James Creighton (ice hockey)

James George Aylwin Creighton, CMG, KC ( born June 12, 1850 in Halifax, Nova Scotia, † June 27, 1930 in Ottawa, Ontario) was a Canadian lawyer, engineer, journalist, and sports. He is regarded as the organizer of the first hockey game in a hall, which took place in 1875 at the Victoria Skating Rink in Montreal. He made hockey popular in Montreal and later in Ontario. For this reason he is considered the " father of hockey ." In addition, he was for 48 years working as a legal adviser in the Canadian Senate.

Biography

By the age of 14 years Creighton attended the Halifax Grammar School, then he graduated from the University of King's College in Halifax. After 1868, received a Bachelor of Arts, he studied with Sandford Fleming. The chief engineer of the Intercolonial Railway hired him so that he would assist him in surveying work in Nova Scotia. 1872 Creighton moved to Montreal and was involved as an engineer for the expansion of the Lachine Canal and other public works projects. The British Institution of Civil Engineers in 1876 took him on as a member. In the same year Creighton Common Law began at McGill University to study. In 1880 he completed his studies and received the patent as a lawyer in the province of Quebec. Two years later he became a partner in the Montreal law firm Barnard, Beauchamp, Creighton, and Doucet.

From 1877 to 1881 Creighton also worked as a journalist. He wrote articles for the Montreal Gazette, the Scribner 's Magazine and various other publications. In addition, he was also a correspondent for the Gazette in the press gallery of the Canadian House of Commons. Due to his legal training and his experience with the parliamentary business he was appointed in March 1882 on the legal advisor to the Canadian Senate. He held this position for 48 years. During this time he was instrumental in the drafting of important laws. He also continued to write articles for Scribner 's Magazine. For his services he received the rank of Kronanwalts and 1913 the title of Companion of the Order of St Michael and St George.

Creighton married in 1878 Eleanor Platt from Montreal, the couple remained childless. He died in 1930 at the age of 80 years and was buried in Beechwood Cemetery in an unmarked grave. Among the mourners at his funeral was one of the former Canadian Prime Minister Robert Borden.

Role in the development of hockey

After Creighton had moved from Halifax to Montreal, he worked occasionally as a Figure Skating Judge at the Victoria Skating Rink, the hall of the Victoria Skating Club. In the winter of 1875 he began to organize informal meetings at which club members and his friends played at the University of shinny, the parties were usually played outdoors with a variable number and had no fixed set of rules. On March 3, 1875 at work on his own initiative, the first hockey game in a hall instead. It involved two teams of nine players each. Creighton was captain of the winning team that won against the team of Charles Torrance 2-1. Emanuel M. Orlick, sports director of the McGill University, wrote in 1943 in the Gazette that " it was this demonstration that sparked city-wide interest, led to the formation of other hockey teams as well as the rapid development of the game". Creighton was later captain of the first known organized ice hockey club, McGill University of clubs.

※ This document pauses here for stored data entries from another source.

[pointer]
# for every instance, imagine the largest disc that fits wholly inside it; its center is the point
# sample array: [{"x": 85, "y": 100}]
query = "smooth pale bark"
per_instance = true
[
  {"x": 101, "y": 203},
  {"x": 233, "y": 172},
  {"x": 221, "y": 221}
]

Shinny, which was derived according to some historians of the Scottish game shinty had, Creighton learned in his youth in Halifax. Hockey has its roots but also in the Lacrosse derived from the Native Americans, the English field hockey, Irish hurling and in northern European Bandy. Creighton may be the person who the first ice hockey rules published in the Gazette on February 2, 1877 (even if they deviated only slightly from previously published field hockey rules).

As Creighton lived in Ottawa and worked, he upheld his interest in hockey. With young parliamentarians and government employees, he founded in 1884 a team called the Rideau Hall Rebels, named after the Rideau Hall, the residence of the Governor General of Canada. This team contributed numerous games from in and around the capital, and gained great notoriety. Creighton became friends with William and Arthur Stanley, the sons of the then Governor General Frederick Stanley. The team traveled occasionally in private railroad car of the Governor General in various cities in southern Ontario Hockey there too and made widely known. Lord Stanley donated in 1892 the Dominion Hockey Challenge Cup, known as the Stanley Cup today.

Honors

Creighton was inducted into the Nova Scotia Sports Hall of Fame in 1993 and is considered the " father of hockey ," even though he himself never took that honor lay claim. A further assessment Creighton took place on 22 May 2008: At Bell Centre, home of the Canadiens de Montréal, near the former site of the Victoria Skating Rink, Canadian Prime Minister Stephen Harper unveiled a commemorative plaque. The Society for International Hockey Research carried out in 2008/ 09 by a public campaign to build a monument to Creighton's grave site. Notable donors included the crew of the warship HMCS Vancouver and Eugene Melnyk and Harley Hotchkiss, the owner of the Ottawa Senators and the Calgary Flames. In the presence of Prime Minister Harper a grave stone and another memorial plaque was unveiled on October 24, 2009 in a ceremony at the Beechwood Cemetery.